Regulating day to day emotions can be a struggle. Where there are children of a marriage or de facto relationship, the feelings that come with the loss of that family unit can be harsh, especially where children may live primarily with one parent and see less of the other parent. One day it’s a family unit of children and parents, the next it can be the children and one parent. We need to manage the expectations of our children, but we can’t forget about the emotions of the parent who no longer says good night to their children every day.
As a family lawyer we need to balance the requirement to provide legal advice to our client and listen to their reality, that is the loss of their family unit. Empathy v legal advice.
I was facilitating a parenting mediation yesterday and whilst the parents had ended their relationship, both were conscious that their daughter does not endure the emotional impact that the separation has had on them. Mum and Dad were visibly upset when talking about their little one and what parenting arrangements would be in her best interests. For example, the special time on Christmas Day is one of the toughest discussions to have. The family unit that spent Christmas Eve and Christmas morning together doesn’t exist after separation. Children are shared and the special days at Christmas are divided.

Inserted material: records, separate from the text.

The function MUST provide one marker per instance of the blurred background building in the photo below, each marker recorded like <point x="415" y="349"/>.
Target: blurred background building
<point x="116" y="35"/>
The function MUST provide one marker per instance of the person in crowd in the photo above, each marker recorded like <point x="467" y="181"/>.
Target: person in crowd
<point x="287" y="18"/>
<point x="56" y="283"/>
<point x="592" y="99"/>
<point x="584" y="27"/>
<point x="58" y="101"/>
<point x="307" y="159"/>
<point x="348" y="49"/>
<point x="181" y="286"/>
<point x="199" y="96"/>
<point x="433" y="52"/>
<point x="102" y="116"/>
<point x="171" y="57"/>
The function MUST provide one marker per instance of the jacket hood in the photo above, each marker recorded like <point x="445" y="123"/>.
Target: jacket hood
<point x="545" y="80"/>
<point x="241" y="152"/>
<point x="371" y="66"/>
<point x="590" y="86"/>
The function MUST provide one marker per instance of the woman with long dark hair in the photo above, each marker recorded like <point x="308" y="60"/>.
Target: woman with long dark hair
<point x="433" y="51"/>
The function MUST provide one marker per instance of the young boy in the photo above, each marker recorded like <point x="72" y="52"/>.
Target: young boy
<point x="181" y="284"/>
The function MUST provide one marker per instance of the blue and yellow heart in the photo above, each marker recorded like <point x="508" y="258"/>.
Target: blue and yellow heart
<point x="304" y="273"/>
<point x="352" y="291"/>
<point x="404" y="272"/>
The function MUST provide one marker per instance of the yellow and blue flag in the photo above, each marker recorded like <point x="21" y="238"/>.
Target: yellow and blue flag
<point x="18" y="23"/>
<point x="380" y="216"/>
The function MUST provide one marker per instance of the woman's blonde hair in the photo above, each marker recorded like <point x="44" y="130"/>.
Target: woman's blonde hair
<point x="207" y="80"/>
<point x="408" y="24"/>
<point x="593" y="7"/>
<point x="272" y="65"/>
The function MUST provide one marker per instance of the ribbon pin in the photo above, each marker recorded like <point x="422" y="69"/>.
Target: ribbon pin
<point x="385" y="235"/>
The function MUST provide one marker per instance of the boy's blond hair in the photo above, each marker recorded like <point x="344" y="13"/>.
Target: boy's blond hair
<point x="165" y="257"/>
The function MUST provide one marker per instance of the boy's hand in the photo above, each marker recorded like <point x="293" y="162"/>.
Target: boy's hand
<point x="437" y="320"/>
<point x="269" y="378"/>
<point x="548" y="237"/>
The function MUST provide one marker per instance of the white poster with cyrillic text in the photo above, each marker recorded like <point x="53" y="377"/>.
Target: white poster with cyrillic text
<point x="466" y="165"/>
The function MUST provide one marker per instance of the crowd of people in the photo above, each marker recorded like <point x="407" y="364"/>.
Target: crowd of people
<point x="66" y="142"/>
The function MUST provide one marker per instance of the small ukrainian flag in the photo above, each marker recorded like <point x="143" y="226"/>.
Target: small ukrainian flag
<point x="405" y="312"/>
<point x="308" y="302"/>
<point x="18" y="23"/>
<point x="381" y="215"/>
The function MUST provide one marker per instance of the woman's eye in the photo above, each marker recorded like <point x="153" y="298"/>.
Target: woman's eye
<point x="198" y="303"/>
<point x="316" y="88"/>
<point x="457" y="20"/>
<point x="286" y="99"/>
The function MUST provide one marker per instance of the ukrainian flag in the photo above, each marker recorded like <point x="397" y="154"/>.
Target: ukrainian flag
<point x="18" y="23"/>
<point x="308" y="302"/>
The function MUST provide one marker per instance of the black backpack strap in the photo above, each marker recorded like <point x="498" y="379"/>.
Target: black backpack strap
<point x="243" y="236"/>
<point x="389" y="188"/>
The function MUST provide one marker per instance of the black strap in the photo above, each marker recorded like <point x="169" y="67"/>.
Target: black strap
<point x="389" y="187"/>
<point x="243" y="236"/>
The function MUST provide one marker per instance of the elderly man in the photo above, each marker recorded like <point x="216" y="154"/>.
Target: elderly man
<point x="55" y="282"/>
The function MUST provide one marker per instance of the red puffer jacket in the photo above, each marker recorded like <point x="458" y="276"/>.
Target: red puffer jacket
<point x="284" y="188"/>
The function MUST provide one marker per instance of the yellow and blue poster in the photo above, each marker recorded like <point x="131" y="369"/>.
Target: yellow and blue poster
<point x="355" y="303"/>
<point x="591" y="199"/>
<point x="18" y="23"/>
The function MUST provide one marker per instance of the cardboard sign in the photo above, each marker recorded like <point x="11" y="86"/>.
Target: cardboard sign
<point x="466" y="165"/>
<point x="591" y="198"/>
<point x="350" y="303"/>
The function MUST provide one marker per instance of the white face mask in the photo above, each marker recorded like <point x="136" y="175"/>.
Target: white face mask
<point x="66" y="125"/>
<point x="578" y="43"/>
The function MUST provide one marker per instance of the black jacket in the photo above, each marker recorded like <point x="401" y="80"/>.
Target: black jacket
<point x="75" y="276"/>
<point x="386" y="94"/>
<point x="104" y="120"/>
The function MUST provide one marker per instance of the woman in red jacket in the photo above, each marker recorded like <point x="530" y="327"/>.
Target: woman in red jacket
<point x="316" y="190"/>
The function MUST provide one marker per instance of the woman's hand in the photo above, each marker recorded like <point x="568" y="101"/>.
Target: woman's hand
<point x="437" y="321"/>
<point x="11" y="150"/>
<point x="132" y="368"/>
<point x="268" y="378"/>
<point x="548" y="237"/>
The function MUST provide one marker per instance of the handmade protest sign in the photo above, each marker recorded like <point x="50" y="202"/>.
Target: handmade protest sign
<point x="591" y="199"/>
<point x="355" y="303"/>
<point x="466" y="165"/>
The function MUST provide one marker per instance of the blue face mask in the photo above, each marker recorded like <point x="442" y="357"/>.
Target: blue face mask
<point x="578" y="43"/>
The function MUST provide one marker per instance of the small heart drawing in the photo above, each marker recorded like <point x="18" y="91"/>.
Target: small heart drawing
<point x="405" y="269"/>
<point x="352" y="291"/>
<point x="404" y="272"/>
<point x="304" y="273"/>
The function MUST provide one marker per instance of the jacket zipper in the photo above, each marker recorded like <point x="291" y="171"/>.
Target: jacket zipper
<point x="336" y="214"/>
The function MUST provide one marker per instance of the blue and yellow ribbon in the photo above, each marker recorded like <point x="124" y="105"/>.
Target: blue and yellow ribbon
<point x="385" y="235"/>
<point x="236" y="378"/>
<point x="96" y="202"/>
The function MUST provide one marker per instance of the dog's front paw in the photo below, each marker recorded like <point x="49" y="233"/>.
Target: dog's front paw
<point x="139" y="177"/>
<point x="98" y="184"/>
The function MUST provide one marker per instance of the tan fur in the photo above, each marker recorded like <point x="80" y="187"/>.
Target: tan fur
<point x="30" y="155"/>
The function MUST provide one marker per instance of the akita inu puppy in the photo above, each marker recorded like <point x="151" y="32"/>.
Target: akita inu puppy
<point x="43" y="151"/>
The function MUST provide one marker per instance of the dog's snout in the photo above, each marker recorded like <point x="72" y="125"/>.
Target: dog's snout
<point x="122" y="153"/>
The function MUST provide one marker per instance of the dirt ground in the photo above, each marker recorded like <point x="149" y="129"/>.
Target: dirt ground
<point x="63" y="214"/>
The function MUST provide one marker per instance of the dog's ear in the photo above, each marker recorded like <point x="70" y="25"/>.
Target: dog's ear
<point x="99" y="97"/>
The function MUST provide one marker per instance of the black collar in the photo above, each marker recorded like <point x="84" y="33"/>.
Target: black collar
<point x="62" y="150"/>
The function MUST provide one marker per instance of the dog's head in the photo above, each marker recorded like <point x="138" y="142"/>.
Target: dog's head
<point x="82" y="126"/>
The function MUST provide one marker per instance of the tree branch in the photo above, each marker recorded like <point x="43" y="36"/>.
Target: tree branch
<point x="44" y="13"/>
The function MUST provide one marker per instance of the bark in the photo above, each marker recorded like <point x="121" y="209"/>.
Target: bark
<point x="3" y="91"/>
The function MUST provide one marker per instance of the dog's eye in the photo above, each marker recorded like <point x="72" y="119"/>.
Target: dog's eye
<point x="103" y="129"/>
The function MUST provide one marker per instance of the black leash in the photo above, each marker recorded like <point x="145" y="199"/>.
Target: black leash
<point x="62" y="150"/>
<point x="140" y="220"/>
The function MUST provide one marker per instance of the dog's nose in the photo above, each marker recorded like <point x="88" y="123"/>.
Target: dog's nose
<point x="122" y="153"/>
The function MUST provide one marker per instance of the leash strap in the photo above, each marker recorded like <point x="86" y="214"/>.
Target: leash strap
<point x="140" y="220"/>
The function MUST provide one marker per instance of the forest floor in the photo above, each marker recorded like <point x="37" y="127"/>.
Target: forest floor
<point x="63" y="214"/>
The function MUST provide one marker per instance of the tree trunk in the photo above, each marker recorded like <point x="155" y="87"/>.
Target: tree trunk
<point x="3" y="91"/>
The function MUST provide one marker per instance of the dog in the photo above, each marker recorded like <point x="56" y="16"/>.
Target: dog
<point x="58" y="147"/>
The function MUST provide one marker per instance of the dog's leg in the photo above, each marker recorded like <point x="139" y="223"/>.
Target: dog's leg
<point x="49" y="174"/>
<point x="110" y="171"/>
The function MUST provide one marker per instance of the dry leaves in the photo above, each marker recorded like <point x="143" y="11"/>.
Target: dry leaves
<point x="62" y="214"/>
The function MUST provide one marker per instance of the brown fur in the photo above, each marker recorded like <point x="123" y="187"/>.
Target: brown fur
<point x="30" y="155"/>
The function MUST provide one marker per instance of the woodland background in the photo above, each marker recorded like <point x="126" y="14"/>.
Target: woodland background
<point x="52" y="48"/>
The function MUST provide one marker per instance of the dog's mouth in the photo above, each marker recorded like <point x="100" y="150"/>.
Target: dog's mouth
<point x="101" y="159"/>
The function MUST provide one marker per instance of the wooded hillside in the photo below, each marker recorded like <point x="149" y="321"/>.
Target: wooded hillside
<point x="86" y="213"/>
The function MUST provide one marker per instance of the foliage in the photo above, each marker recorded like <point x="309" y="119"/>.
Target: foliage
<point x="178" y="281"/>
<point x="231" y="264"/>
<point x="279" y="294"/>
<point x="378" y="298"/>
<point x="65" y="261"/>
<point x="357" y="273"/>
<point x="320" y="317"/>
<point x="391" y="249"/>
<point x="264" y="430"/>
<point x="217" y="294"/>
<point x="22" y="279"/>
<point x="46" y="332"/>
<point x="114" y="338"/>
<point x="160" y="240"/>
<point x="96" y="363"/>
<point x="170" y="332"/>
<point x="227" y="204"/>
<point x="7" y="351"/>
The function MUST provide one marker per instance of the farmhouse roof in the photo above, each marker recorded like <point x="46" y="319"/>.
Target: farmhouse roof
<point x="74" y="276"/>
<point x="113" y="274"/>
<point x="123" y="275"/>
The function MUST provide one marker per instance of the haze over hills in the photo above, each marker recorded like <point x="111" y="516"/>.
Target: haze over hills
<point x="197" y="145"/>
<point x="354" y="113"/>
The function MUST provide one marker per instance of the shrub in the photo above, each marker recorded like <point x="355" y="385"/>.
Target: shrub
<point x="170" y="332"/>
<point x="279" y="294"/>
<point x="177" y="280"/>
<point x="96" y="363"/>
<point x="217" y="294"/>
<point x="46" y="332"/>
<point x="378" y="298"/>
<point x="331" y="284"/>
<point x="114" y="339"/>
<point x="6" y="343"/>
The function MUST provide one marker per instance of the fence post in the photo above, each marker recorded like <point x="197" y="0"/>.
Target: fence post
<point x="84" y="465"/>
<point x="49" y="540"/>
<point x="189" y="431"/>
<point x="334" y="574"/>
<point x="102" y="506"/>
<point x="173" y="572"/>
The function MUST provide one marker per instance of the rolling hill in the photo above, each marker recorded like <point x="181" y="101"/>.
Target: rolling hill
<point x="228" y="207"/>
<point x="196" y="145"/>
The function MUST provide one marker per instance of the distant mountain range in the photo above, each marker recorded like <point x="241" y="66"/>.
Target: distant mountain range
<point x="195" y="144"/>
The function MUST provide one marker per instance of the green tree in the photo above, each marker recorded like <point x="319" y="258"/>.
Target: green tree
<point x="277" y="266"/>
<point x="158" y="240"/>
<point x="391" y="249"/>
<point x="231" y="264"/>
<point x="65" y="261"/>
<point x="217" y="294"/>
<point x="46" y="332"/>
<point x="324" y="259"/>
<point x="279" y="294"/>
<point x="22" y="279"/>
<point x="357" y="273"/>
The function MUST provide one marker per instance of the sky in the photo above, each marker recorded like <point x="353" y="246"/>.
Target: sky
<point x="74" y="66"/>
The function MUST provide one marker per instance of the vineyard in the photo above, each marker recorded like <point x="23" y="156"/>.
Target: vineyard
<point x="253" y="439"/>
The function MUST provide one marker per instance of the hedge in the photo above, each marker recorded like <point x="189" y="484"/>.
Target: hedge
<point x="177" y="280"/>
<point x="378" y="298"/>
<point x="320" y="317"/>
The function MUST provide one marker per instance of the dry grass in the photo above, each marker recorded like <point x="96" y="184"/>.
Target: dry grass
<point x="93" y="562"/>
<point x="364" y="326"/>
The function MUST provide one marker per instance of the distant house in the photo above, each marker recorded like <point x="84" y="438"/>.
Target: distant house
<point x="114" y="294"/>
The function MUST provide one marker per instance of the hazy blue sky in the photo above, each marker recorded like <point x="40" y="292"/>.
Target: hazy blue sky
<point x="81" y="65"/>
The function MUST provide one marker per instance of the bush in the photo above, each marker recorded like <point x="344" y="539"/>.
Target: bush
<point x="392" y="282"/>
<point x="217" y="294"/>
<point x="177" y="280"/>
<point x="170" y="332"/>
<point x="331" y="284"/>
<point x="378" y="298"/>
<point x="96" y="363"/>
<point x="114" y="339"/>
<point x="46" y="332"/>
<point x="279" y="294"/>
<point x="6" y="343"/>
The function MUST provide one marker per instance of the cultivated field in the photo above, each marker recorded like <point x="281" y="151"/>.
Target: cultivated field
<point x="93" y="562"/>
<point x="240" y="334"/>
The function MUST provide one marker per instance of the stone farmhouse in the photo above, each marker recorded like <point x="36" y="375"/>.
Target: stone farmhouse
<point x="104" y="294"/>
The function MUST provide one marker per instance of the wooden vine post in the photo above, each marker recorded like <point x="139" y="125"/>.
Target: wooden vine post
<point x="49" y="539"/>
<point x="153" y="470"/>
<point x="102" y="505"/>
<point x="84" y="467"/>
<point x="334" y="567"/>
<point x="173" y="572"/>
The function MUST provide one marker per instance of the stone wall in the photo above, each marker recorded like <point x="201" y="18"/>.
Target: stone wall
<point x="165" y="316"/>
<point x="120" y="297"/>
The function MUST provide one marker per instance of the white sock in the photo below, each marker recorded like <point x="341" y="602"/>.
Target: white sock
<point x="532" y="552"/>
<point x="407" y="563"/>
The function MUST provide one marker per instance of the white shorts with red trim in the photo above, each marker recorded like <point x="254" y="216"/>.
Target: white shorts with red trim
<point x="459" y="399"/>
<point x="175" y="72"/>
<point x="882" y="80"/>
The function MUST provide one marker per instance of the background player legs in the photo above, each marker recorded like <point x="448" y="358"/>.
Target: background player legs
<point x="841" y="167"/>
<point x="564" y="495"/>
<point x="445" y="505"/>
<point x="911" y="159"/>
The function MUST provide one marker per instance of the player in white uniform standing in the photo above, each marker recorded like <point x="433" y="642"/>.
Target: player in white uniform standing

I remember my first Christmas Eve and Christmas Day without my children. Needless to say, there were tears and a deep feeling of loss and emptiness. Does it get better – no! It get’s a little easier. And that is the only advice we can give to our clients. But it is not going to make them feel better at that time.
The special time at Christmas is only one example of the struggles parents may face when the family unit they once had is broken. The quietness of the household on a school night can be a lonely time. There is no ‘legal advice’ that a family lawyer can provide to that client to make it better. Maybe a little encouragement to reach out to friends and family, or find a sport or activity that they once did but gave up because life was so busy, they didn’t have time for themselves.
The loss of the family unit after separation highlights the importance for adults in a relationship to retain a level of independence and not allow the relationship or being a parent define them. I say that whilst acknowledging this can be difficult for some. But all we can do is try.